L.A. has failed to collect $48 million in overdue fees from apartment owners, audit finds [Updated]
Los Angeles has failed to collect on an estimated $48 million in fees that it charges to the owners of apartment buildings to pay for city inspections and other programs, according to an audit prepared by city Controller Wendy Greuel.
The review of the Housing Department's billing practices found that three-fourths of that money was five or more months overdue. And an estimated $17.6 million came from accounts that were more than 2 years old, the audit states.
Greuel planned to discuss her findings at a Tuesday morning press conference with Doug Guthrie, the man picked by Mayor Antonio Villaraigosa to run the Housing Department. In her report, she said the agency should turn over a far greater share of its overdue fees to collection agencies.

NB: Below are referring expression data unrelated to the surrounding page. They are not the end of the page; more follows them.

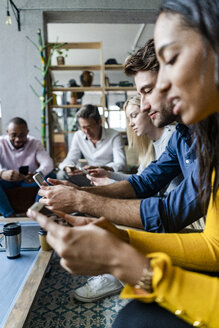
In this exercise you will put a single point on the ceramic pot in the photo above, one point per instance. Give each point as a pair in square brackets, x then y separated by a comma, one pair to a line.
[60, 60]
[87, 78]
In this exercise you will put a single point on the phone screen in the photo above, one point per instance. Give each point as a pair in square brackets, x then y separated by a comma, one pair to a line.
[24, 169]
[41, 208]
[39, 179]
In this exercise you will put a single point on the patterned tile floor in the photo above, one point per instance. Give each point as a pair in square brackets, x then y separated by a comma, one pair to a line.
[55, 306]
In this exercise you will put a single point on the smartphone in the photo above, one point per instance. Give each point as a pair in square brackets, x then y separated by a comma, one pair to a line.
[39, 179]
[72, 167]
[41, 208]
[24, 169]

Unpaid bills are an ongoing worry for Greuel and City Hall, which faces a shortfall of nearly $350 million in the budget year that starts July 1. A panel convened to study the issue found that $232 million in nontax invoices were more than two years overdue and therefore nearly impossible to collect.
The fees studied in the audit are charged to landlords and help ensure that apartments are properly maintained and rents are not increased beyond the amount established by the city's rent stabilization ordinance, according to Greuel's office. The council is debating a proposal that would reduce the amount that the city's landlords can charge in rent-controlled apartments in years when inflation is 2% or less.
[Updated at 10:28 a.m.: Guthrie described the audit as an “excellent report” and said much of the $48 million comes from delinquent fees and penalties that are imposed for late payments.
“We can do a much better job both in writing off those fees that are uncollectible and doing a better job of just managing that aspect of the program,” he said.]